It seems like there are two very different questions intertwined on this one: The question of what, if anything, to do about government actions we disapprove of; but which enjoy strong local support; and the question of what government actions can or can’t be justified by strong popular support.
As far as ‘doing something about it’ goes; it’s not terribly hard to argue that enthusiastic intervention is a bad plan. Even if you can do it without stacking up truly egregious corpse piles; collapsing cooperative-puppet-governments have a nasty habit of being replaced by the worst of the people you were hedging against in the first place(looking at you, US/Iranian interactions). Doesn’t mean you have to be nice to a government you don’t like; or refrain from using whatever carrots and sticks are at your practical disposal to encourage them; but the historical record on ‘go in and civilize them, whether they like it or not’ is poor(we couldn’t even manage it in the south, after the civil war; only example I can think of that went well enough to point to is, possibly, post WWII Japan).
As far as ‘just what does a popular mandate justify’ goes, though, it seems to be fairly well accepted that, unless you think ‘tyranny of the majority’ is a compliment, the usual position is that certain measures simply aren’t on the ballot. Given the tendency of blasphemy laws to evolve(if they don’t start as) into tools for squishing unpopular minorities with various degrees of force; they among the especially unsympathetic flavors of majoritarian legislation.

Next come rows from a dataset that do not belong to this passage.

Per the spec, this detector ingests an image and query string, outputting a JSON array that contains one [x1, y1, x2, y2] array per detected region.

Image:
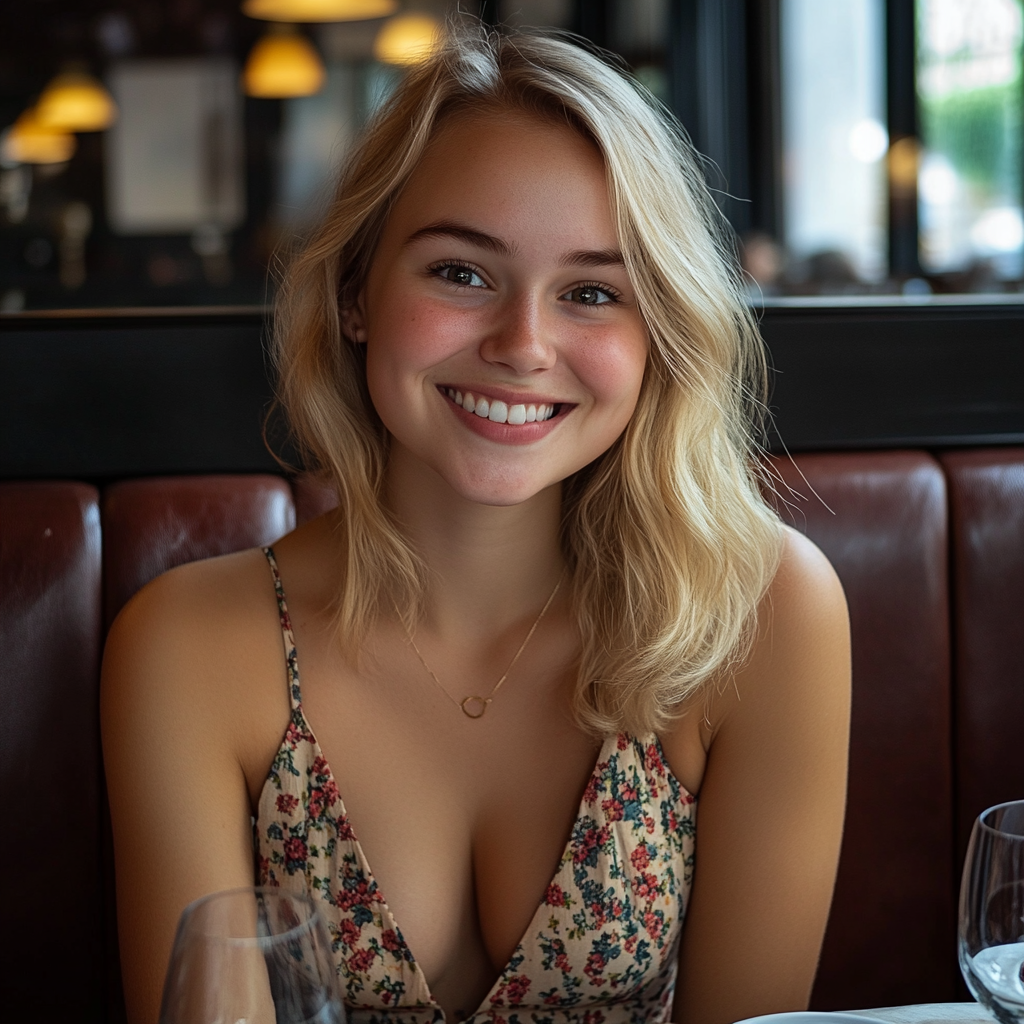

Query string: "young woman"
[[102, 24, 850, 1024]]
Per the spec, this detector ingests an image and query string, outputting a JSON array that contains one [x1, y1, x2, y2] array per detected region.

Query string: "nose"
[[478, 292, 557, 375]]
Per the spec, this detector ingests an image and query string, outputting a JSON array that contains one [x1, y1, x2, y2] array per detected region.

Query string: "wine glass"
[[159, 887, 345, 1024], [959, 800, 1024, 1024]]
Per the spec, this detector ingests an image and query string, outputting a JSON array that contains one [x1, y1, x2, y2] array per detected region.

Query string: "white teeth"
[[445, 388, 559, 424]]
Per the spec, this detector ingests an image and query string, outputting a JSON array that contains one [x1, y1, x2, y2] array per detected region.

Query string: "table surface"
[[857, 1004, 992, 1024]]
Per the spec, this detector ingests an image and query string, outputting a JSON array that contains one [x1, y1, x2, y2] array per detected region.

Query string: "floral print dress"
[[255, 547, 697, 1024]]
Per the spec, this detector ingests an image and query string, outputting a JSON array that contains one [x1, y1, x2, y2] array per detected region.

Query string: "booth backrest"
[[2, 449, 1022, 1023]]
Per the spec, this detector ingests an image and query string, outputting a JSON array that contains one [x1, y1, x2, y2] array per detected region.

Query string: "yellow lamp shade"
[[1, 109, 77, 164], [35, 72, 117, 132], [244, 25, 326, 97], [373, 13, 441, 66], [242, 0, 396, 22]]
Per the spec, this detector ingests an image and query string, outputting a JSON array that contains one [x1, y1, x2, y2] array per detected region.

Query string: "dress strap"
[[262, 546, 302, 712]]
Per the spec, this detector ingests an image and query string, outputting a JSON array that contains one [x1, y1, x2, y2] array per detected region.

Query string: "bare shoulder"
[[725, 524, 850, 720], [101, 546, 288, 796]]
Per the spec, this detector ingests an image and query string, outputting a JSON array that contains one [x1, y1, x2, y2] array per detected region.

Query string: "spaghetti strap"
[[262, 546, 302, 712]]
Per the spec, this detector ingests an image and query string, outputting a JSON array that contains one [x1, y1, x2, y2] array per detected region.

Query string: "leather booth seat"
[[2, 450, 1022, 1022]]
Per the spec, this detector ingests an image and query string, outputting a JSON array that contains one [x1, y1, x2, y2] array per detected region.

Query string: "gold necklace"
[[403, 571, 564, 719]]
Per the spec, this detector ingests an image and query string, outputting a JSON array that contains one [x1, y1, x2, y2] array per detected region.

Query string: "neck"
[[383, 446, 567, 638]]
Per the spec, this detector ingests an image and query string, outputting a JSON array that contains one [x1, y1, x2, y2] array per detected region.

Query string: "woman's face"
[[356, 109, 649, 508]]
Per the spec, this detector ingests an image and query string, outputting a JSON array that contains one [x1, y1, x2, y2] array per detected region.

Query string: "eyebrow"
[[404, 220, 625, 269], [558, 248, 625, 269], [404, 221, 516, 257]]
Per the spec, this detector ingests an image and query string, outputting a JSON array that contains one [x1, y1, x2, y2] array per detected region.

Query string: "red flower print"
[[545, 883, 567, 907], [347, 947, 376, 973], [572, 824, 611, 866], [630, 845, 651, 871], [339, 919, 360, 947], [584, 1011, 606, 1024], [644, 815, 656, 834], [308, 789, 326, 820], [645, 742, 666, 775], [555, 952, 571, 973], [336, 815, 355, 840], [582, 774, 600, 805], [601, 798, 624, 821], [505, 975, 532, 1002], [624, 934, 638, 953], [311, 755, 329, 779], [381, 929, 400, 952], [257, 855, 270, 881], [667, 810, 678, 832], [336, 879, 378, 911], [584, 952, 606, 981], [617, 734, 629, 750], [644, 911, 663, 940], [631, 871, 660, 900], [283, 837, 307, 866], [276, 793, 299, 814]]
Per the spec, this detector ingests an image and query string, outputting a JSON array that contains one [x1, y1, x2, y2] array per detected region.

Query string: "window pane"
[[780, 0, 888, 288], [917, 0, 1024, 281]]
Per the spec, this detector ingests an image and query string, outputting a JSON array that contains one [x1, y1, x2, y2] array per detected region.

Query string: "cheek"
[[573, 330, 649, 413], [367, 294, 478, 373]]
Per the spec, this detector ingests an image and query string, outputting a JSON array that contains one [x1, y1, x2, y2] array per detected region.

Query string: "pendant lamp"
[[35, 72, 117, 132], [244, 23, 326, 97], [2, 109, 77, 165], [373, 12, 441, 66], [242, 0, 396, 21]]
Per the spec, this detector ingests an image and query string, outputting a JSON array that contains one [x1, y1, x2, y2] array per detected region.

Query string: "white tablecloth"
[[857, 1004, 991, 1024]]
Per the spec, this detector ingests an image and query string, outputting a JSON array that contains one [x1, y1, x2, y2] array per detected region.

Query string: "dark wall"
[[2, 300, 1023, 479]]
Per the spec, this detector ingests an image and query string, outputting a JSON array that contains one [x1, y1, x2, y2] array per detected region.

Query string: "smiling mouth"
[[440, 387, 563, 425]]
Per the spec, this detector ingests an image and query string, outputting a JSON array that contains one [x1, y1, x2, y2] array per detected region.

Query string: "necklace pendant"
[[460, 696, 491, 719]]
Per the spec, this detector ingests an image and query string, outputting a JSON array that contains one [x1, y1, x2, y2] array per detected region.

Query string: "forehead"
[[379, 108, 616, 249]]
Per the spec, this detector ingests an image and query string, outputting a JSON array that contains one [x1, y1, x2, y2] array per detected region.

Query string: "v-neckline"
[[281, 704, 626, 1020], [259, 546, 695, 1021]]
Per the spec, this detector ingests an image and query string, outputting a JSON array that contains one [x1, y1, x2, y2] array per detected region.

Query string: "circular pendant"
[[460, 696, 491, 719]]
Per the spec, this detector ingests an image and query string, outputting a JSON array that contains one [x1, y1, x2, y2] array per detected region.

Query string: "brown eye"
[[434, 263, 485, 288], [564, 284, 615, 305]]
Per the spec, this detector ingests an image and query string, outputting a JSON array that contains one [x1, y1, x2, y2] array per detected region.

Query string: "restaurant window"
[[917, 0, 1023, 285], [2, 0, 1023, 312], [779, 0, 889, 290]]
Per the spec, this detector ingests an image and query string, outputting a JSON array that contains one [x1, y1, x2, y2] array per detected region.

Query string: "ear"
[[340, 296, 367, 344]]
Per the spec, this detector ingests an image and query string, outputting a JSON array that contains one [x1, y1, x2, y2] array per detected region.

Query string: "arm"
[[101, 556, 282, 1024], [669, 528, 851, 1024]]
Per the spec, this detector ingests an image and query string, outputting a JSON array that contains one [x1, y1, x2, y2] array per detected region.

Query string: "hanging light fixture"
[[1, 109, 77, 165], [244, 23, 326, 97], [35, 71, 117, 132], [373, 12, 441, 66], [242, 0, 396, 22]]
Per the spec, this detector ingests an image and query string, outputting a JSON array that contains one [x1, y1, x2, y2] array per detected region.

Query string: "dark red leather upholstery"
[[101, 475, 296, 627], [0, 483, 104, 1023], [2, 455, 1021, 1021], [768, 453, 956, 1008], [941, 449, 1024, 860]]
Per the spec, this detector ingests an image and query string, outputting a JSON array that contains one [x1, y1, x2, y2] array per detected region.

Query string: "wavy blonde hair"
[[272, 22, 783, 735]]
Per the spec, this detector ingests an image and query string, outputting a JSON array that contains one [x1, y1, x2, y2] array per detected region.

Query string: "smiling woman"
[[101, 21, 851, 1024]]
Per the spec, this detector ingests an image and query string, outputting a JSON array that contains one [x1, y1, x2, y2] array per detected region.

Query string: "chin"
[[440, 464, 563, 509]]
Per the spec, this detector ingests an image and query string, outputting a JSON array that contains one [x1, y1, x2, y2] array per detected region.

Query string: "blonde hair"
[[272, 22, 783, 735]]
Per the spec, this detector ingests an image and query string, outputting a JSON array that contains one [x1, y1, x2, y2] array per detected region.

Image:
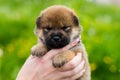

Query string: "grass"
[[0, 0, 120, 80]]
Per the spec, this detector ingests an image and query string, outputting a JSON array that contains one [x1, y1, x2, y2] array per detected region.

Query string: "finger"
[[61, 38, 80, 51], [43, 38, 80, 60], [42, 49, 60, 60], [26, 55, 36, 61], [46, 70, 73, 80], [60, 53, 82, 71], [59, 60, 85, 78], [70, 69, 85, 79], [43, 70, 68, 80], [61, 78, 74, 80], [46, 60, 84, 80]]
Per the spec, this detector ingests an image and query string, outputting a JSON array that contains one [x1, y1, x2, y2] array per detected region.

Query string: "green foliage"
[[0, 0, 120, 80]]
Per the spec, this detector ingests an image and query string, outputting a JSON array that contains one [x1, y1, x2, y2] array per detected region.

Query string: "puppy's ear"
[[34, 17, 41, 35], [36, 17, 41, 28], [72, 15, 79, 26]]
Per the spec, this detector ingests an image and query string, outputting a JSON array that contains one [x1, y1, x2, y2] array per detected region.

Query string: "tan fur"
[[52, 50, 75, 67], [31, 42, 47, 56], [31, 5, 90, 80]]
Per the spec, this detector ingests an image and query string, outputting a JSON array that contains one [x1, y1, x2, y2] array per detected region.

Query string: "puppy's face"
[[35, 6, 81, 49]]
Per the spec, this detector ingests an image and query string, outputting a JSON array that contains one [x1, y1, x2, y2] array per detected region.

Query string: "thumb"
[[61, 38, 80, 51]]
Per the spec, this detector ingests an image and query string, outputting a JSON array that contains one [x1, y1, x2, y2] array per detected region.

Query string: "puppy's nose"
[[52, 36, 61, 42]]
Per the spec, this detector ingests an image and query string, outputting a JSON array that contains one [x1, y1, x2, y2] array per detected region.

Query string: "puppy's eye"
[[61, 26, 71, 31], [44, 26, 52, 32]]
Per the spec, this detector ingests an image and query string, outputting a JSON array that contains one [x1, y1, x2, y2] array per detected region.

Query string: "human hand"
[[16, 38, 85, 80]]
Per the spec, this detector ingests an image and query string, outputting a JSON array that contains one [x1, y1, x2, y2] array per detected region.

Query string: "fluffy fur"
[[31, 5, 90, 80]]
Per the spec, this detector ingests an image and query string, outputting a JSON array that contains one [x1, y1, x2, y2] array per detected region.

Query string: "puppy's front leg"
[[31, 42, 47, 57], [52, 50, 76, 68]]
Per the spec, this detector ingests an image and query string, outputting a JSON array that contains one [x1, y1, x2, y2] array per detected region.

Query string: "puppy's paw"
[[31, 44, 47, 57], [52, 54, 67, 68], [52, 50, 75, 68]]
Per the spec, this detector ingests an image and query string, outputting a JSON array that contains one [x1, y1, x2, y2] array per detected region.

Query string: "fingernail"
[[76, 38, 80, 42], [73, 38, 80, 44], [78, 53, 82, 57], [83, 60, 85, 64], [70, 38, 80, 47]]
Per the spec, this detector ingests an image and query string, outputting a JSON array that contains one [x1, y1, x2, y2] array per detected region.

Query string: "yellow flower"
[[103, 56, 112, 64], [90, 63, 97, 71]]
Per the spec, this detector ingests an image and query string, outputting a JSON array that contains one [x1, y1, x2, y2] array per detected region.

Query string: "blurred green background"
[[0, 0, 120, 80]]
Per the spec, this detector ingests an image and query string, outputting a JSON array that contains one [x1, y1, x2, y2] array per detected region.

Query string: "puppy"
[[31, 5, 90, 80]]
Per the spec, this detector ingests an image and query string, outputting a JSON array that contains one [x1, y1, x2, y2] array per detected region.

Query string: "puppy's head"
[[35, 5, 81, 49]]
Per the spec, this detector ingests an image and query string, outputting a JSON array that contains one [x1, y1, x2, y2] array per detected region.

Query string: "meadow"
[[0, 0, 120, 80]]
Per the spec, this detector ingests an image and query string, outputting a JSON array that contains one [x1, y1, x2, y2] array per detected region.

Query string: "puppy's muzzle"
[[51, 33, 62, 42], [52, 35, 62, 42], [45, 32, 69, 49]]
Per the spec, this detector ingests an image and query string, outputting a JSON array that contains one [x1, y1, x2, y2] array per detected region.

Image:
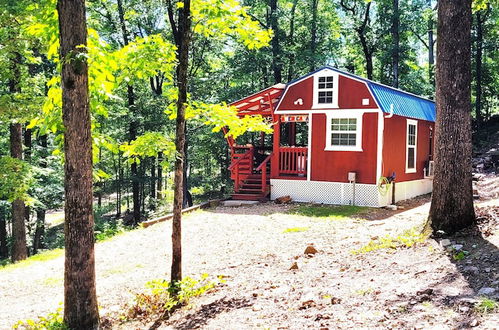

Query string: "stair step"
[[231, 193, 267, 200]]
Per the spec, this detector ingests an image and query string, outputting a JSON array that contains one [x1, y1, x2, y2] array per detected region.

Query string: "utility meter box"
[[348, 172, 356, 182]]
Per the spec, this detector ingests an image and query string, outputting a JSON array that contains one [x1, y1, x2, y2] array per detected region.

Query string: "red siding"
[[382, 114, 435, 182], [310, 113, 378, 184], [277, 73, 378, 111], [277, 77, 314, 110], [338, 76, 377, 109]]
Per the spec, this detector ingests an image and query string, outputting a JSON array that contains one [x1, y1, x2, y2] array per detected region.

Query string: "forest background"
[[0, 0, 497, 262]]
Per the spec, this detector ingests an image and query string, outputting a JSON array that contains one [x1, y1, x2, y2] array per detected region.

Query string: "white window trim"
[[325, 112, 363, 152], [312, 71, 339, 109], [406, 119, 418, 173]]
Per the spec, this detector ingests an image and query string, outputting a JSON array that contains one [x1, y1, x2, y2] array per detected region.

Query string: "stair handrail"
[[228, 147, 253, 171], [255, 153, 273, 171], [256, 153, 273, 193]]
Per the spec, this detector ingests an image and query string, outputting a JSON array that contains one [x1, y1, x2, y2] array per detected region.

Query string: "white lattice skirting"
[[270, 178, 433, 207]]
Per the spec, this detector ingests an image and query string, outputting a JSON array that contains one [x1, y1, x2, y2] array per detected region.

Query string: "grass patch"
[[475, 297, 498, 314], [288, 204, 367, 220], [14, 306, 67, 329], [123, 274, 223, 322], [0, 248, 64, 271], [352, 227, 427, 254], [283, 227, 309, 233]]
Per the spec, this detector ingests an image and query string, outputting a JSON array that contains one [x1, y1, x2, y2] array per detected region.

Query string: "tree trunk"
[[474, 11, 484, 126], [0, 208, 8, 259], [151, 157, 156, 199], [10, 123, 27, 262], [57, 0, 99, 327], [170, 0, 192, 285], [9, 51, 27, 262], [310, 0, 319, 72], [33, 134, 48, 254], [269, 0, 282, 83], [287, 0, 298, 81], [391, 0, 400, 88], [427, 0, 475, 235], [182, 130, 193, 208], [117, 0, 140, 225], [428, 0, 435, 87], [32, 210, 45, 254], [157, 152, 163, 200]]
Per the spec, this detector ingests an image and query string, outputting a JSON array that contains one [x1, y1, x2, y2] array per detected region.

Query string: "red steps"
[[231, 173, 270, 201]]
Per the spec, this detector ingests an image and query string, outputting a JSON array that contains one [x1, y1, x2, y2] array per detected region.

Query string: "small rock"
[[452, 244, 464, 251], [252, 292, 258, 297], [275, 195, 292, 204], [330, 297, 342, 305], [289, 262, 299, 270], [459, 306, 470, 313], [440, 239, 452, 247], [477, 287, 496, 295], [252, 305, 263, 312], [385, 204, 397, 210], [463, 266, 479, 274], [485, 267, 491, 273], [469, 319, 479, 327], [304, 245, 318, 255], [301, 299, 316, 309]]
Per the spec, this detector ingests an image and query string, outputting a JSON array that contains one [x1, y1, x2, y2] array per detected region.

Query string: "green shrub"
[[475, 297, 498, 314], [352, 227, 427, 254], [125, 274, 223, 321], [13, 306, 67, 330]]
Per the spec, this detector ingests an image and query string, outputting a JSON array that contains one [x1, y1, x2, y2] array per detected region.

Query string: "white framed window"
[[312, 71, 339, 109], [406, 119, 418, 173], [325, 112, 363, 152]]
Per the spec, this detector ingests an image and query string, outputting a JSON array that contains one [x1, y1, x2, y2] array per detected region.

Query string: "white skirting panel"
[[270, 178, 433, 207], [392, 179, 433, 203]]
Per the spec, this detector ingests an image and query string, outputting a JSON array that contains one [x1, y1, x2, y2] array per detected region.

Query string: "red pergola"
[[230, 83, 286, 117]]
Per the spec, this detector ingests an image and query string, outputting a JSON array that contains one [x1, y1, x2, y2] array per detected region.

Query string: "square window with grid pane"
[[317, 76, 335, 104], [331, 118, 357, 147]]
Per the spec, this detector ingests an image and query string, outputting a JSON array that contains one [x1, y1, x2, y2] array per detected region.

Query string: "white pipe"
[[385, 104, 394, 118]]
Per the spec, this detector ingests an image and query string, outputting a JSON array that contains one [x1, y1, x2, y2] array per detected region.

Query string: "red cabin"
[[225, 67, 436, 207]]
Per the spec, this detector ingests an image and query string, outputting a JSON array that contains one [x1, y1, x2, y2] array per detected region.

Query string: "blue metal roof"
[[367, 83, 436, 122], [282, 66, 436, 122]]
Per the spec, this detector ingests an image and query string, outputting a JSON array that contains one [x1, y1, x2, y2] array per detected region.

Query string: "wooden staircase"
[[231, 173, 270, 200]]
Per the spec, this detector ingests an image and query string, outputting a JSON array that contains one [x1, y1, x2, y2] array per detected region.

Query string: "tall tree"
[[168, 0, 192, 284], [391, 0, 400, 87], [427, 0, 475, 235], [269, 0, 282, 83], [117, 0, 141, 225], [310, 0, 319, 71], [9, 53, 27, 261], [57, 0, 99, 327]]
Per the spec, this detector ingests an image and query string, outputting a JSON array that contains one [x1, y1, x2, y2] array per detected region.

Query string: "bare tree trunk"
[[287, 0, 298, 81], [33, 134, 48, 254], [9, 52, 27, 262], [391, 0, 400, 88], [151, 157, 156, 199], [269, 0, 282, 83], [474, 11, 484, 126], [10, 123, 27, 262], [428, 0, 435, 87], [427, 0, 475, 235], [169, 0, 192, 285], [0, 208, 8, 259], [117, 0, 141, 225], [57, 0, 99, 327], [310, 0, 319, 72], [157, 152, 163, 200]]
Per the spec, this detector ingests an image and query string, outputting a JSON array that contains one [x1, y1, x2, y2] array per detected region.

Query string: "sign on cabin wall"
[[281, 115, 308, 122]]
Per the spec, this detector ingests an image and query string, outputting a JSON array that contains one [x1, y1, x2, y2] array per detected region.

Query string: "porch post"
[[271, 114, 280, 179]]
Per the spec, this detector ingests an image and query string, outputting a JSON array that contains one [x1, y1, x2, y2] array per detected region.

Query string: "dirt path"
[[1, 200, 498, 329]]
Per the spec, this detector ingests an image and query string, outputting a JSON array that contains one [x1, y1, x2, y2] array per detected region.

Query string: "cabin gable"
[[275, 68, 378, 112]]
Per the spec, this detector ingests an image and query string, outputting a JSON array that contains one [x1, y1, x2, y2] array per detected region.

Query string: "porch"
[[224, 84, 310, 200]]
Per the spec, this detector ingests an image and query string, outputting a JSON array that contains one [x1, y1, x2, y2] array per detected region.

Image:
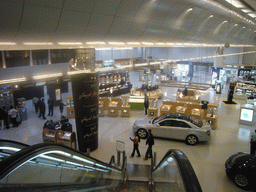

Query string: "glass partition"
[[0, 142, 127, 192]]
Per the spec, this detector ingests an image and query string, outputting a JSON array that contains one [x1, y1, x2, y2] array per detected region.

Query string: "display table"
[[148, 108, 158, 117], [121, 107, 131, 117], [160, 105, 172, 116], [66, 107, 75, 118], [206, 115, 218, 130], [176, 89, 201, 103], [108, 101, 119, 117], [190, 108, 204, 120], [98, 101, 104, 117], [175, 106, 187, 114]]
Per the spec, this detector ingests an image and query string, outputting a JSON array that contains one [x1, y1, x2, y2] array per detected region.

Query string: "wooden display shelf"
[[206, 115, 218, 130], [148, 108, 158, 117], [56, 130, 77, 150], [66, 107, 75, 118], [108, 107, 118, 117], [121, 107, 131, 117], [98, 107, 104, 117]]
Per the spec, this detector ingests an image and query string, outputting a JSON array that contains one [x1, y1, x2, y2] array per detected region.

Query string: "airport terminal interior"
[[1, 0, 256, 191]]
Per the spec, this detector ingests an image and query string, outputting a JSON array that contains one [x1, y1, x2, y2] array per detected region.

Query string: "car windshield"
[[152, 116, 165, 124], [190, 116, 203, 127]]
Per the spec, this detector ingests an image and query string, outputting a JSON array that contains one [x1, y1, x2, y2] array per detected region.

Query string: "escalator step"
[[122, 180, 148, 192]]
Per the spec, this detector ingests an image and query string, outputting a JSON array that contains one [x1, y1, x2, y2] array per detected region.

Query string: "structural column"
[[71, 72, 99, 152]]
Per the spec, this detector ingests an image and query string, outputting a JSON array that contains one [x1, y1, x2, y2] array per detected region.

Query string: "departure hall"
[[1, 0, 256, 191]]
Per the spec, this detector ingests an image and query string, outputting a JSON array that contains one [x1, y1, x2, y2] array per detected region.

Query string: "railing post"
[[117, 151, 121, 167], [154, 152, 157, 167]]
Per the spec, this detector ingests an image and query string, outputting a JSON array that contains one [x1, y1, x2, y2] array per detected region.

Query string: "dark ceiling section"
[[0, 0, 256, 50]]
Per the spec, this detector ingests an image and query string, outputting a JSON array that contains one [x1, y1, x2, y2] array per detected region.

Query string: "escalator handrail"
[[0, 139, 29, 150], [152, 149, 202, 192], [0, 142, 123, 181]]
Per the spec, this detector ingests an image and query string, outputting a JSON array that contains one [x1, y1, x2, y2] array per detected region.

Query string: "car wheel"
[[186, 135, 198, 145], [137, 128, 148, 139], [234, 173, 250, 190]]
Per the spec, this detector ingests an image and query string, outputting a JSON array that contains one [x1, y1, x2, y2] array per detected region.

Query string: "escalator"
[[0, 140, 202, 192]]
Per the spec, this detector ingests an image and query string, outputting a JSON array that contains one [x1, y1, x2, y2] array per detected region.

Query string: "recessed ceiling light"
[[142, 42, 154, 45], [108, 42, 125, 45], [127, 42, 140, 45], [155, 43, 166, 45], [86, 42, 106, 45], [0, 42, 16, 45], [210, 15, 214, 18], [23, 42, 53, 45], [58, 42, 83, 45], [241, 9, 251, 13]]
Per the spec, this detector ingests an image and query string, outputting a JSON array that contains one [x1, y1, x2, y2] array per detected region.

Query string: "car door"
[[153, 119, 176, 138], [170, 120, 191, 140]]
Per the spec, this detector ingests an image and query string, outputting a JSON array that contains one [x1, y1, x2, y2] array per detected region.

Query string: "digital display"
[[240, 108, 254, 122], [123, 110, 127, 113], [111, 110, 115, 113], [150, 112, 154, 116], [69, 110, 73, 115], [98, 109, 101, 114]]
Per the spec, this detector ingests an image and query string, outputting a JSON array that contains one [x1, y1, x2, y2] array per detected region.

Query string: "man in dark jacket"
[[144, 129, 154, 160], [2, 106, 10, 129], [38, 98, 46, 119], [47, 97, 54, 116], [144, 95, 149, 115]]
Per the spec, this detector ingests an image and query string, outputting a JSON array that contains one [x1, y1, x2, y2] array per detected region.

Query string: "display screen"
[[150, 112, 154, 116], [69, 110, 73, 115], [123, 110, 127, 113], [98, 109, 101, 114], [111, 110, 115, 113], [240, 108, 254, 122]]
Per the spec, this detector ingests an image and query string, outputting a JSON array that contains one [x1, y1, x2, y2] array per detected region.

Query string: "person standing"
[[32, 97, 39, 113], [130, 132, 141, 158], [38, 98, 46, 119], [250, 129, 256, 155], [59, 99, 65, 117], [8, 105, 18, 127], [144, 95, 149, 115], [47, 97, 54, 116], [144, 129, 154, 160], [0, 107, 4, 129], [2, 106, 10, 129]]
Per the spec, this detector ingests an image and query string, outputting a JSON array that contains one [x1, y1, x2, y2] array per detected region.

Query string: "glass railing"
[[151, 149, 202, 192], [0, 141, 127, 192]]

Oh, great, defend the popular people’s freedom from being offended at the cost of the liberties and/or lives of the ones who are already on the bottom of the totem pole; what could possibly go wrong?
Again, implementation is tricky; even jurisdictions with fairly stable, competent, judicial systems often struggle to keep oppressive majoritarianism at bay; and lots of jurisdictions aren’t nearly that lucky; but while this has to be acknowledged when deciding how to respond, it doesn’t make majoritarian legislation any more pleasant.
To draw on an American example; I’d say that ‘yup, when it can be managed, military imposition can beat local democracy when it comes to majoritarian excess.’ Sending the 101st Airborne to Little Rock, and seizing the local security forces from the governor, was not a triumph of democracy(and only does’t really qualify as ‘military government’ because nobody was dumb enough to try overt resistance to the army, so the uglier features of an occupation could largely be skipped); but the interests of the black population of Arkansas certainly couldn’t be left to the tender, loving, care, of the locals.
Obviously, sending in the troops to fix Pakistan or something would be a markedly worse plan; but while strong local support for something imposes practical limits on your ability to just bayonet it away, I’m not sure that it is ethically relevant.